The paper introduces a new pipeline where an AI (a Large Language Model) acts as a construction crew, but with a very strict manager to keep things organized.

  1. The Architect (Structural Synthesis): First, the AI reads your natural language description (e.g., "I need a warehouse with 5 robots and 2 chargers"). Instead of trying to write the whole code at once, the AI acts as an Architect. It draws a blueprint: "Here is the list of bricks we need, and here is how they connect." It creates a strict contract for every single piece.
  2. The Builders (Behavioral Synthesis): Once the blueprint is ready, the AI acts as a team of specialized builders. Because the blueprint is so clear, each builder only has to focus on one tiny brick (e.g., "Just make the robot move when it gets a signal"). They don't have to worry about the whole building; they just follow the contract.
  3. The Inspector (Trace-Based Evaluation): How do we know the simulation is right? We don't just check the code. We watch the event trace. Imagine the simulation is a movie. The "Inspector" watches the movie and checks if the events happen in the right order.
    • Did the robot arrive before it started charging?
    • Did the battery drain before the charger arrived?
      If the movie breaks the rules, the Inspector points exactly to which "brick" failed, so we can fix just that piece.

Why This Matters

This approach is a game-changer for a few reasons:

  • It's Fast and Cheap: Because the AI breaks the big problem into tiny, parallel tasks, it can build complex simulations in a fraction of the time and cost of traditional methods.
  • It's Trustworthy: Because the simulation is built from "LEGO bricks" with strict rules, it doesn't hallucinate.

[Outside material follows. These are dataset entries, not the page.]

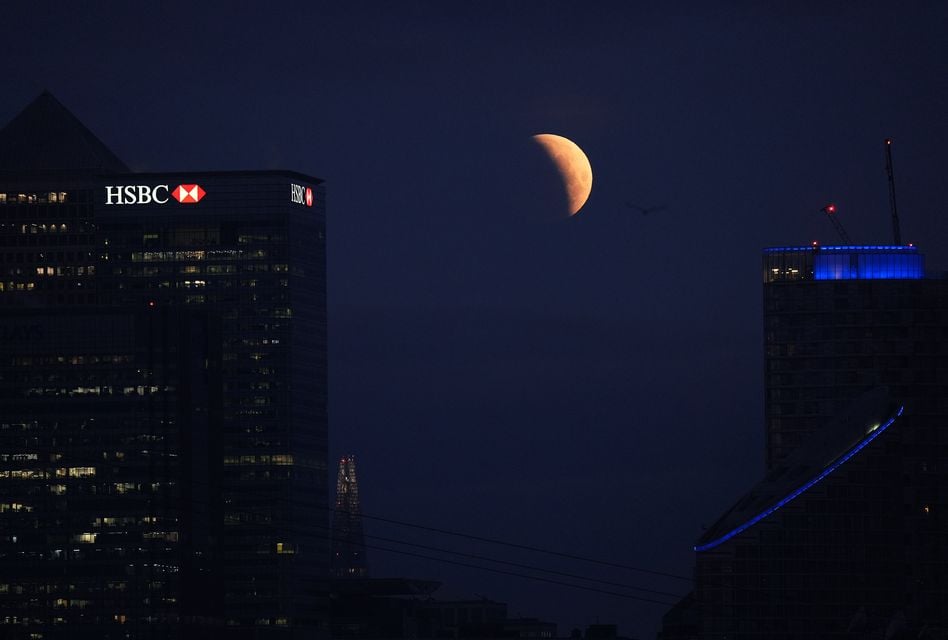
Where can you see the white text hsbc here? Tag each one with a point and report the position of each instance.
(159, 194)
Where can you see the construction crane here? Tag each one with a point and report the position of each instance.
(896, 231)
(830, 211)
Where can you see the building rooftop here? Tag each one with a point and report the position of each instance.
(843, 262)
(825, 451)
(46, 137)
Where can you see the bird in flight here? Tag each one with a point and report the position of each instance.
(646, 210)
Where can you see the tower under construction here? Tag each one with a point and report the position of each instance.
(348, 541)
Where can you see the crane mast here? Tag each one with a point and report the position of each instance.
(896, 231)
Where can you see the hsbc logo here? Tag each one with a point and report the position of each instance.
(301, 195)
(188, 193)
(143, 194)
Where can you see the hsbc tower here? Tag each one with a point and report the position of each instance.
(163, 390)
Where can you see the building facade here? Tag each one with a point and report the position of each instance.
(844, 537)
(348, 539)
(201, 448)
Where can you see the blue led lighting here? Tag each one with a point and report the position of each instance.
(857, 265)
(763, 514)
(855, 247)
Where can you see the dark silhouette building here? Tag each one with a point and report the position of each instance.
(348, 539)
(163, 429)
(844, 536)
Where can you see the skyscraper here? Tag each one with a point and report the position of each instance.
(163, 375)
(844, 536)
(348, 540)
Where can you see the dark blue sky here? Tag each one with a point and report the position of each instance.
(590, 384)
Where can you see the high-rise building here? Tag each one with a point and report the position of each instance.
(348, 540)
(844, 536)
(163, 427)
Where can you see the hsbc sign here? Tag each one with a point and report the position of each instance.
(159, 194)
(301, 195)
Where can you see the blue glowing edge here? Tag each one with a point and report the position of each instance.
(828, 470)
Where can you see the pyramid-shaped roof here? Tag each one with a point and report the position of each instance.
(45, 136)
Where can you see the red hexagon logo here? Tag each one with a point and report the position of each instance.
(188, 193)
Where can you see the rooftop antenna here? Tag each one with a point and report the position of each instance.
(830, 211)
(896, 232)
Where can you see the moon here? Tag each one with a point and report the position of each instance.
(573, 166)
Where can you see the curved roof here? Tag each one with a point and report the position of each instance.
(824, 452)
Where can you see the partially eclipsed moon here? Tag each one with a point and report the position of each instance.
(573, 166)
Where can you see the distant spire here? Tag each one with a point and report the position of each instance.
(348, 541)
(46, 136)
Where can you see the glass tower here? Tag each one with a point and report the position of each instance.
(171, 441)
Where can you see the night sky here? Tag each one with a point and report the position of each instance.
(589, 384)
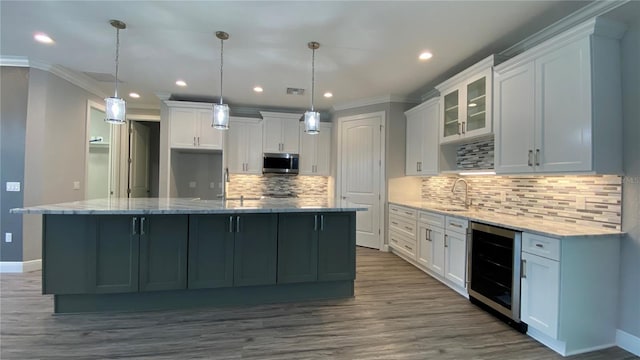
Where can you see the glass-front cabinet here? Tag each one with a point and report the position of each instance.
(467, 106)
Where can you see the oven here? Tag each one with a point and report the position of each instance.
(494, 271)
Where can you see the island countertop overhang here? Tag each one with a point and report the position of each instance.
(151, 206)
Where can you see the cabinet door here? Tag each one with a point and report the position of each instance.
(210, 251)
(208, 137)
(255, 249)
(297, 247)
(414, 140)
(563, 83)
(425, 248)
(337, 246)
(272, 135)
(236, 153)
(308, 151)
(183, 125)
(253, 134)
(539, 297)
(451, 126)
(290, 136)
(163, 252)
(323, 151)
(478, 105)
(514, 120)
(438, 250)
(114, 254)
(456, 259)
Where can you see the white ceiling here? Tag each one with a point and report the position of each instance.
(368, 48)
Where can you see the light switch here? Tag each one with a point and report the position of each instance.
(13, 186)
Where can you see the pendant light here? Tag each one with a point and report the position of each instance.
(221, 111)
(312, 117)
(115, 106)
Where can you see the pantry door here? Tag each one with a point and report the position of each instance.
(360, 177)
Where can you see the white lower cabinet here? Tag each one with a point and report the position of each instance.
(568, 288)
(540, 288)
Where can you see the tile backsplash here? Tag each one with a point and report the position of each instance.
(580, 199)
(258, 185)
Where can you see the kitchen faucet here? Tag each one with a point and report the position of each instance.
(467, 202)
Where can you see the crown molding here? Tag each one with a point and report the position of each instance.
(374, 101)
(593, 9)
(71, 76)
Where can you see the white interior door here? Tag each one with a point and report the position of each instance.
(139, 164)
(360, 172)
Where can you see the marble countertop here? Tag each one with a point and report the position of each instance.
(139, 206)
(520, 223)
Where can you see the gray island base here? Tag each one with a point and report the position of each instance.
(154, 254)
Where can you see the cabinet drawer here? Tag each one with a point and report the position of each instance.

If the robot says it charged, it actually charged. We can verify the truth by watching the event log.
  • It's Adaptable: If you need to change the simulation while it's running (e.g., "Add a third robot!"), you can just swap in a new brick without crashing the whole system.

The Real-World Analogy: The Restaurant Kitchen

Imagine a busy restaurant kitchen.

  • Old Way (Hand-Crafted): The head chef writes a 500-page manual for every dish. If you want to add a new ingredient, you have to rewrite the whole manual.
  • Bad AI Way: You ask a random person, "What happens if we cook this steak?" They guess, "Maybe it burns?" or "Maybe it turns into a cake?" You can't trust the answer.
  • This Paper's Way: You have a kitchen with specialized stations (Grill, Salad, Dessert). Each station has a strict recipe card (the DEVS model).
    • The Architect writes the recipe cards based on your order.
    • The Chefs (AI builders) follow their specific cards.
    • The Manager (Inspector) watches the tickets coming out of the kitchen. If a steak comes out raw, the Manager knows exactly which station failed and why, without having to fire the whole kitchen.

In short: This paper teaches us how to use AI to build reliable, rule-following simulations that can be changed on the fly, turning the chaotic "black box" of AI into a structured, trustworthy, and adaptable tool for planning our future.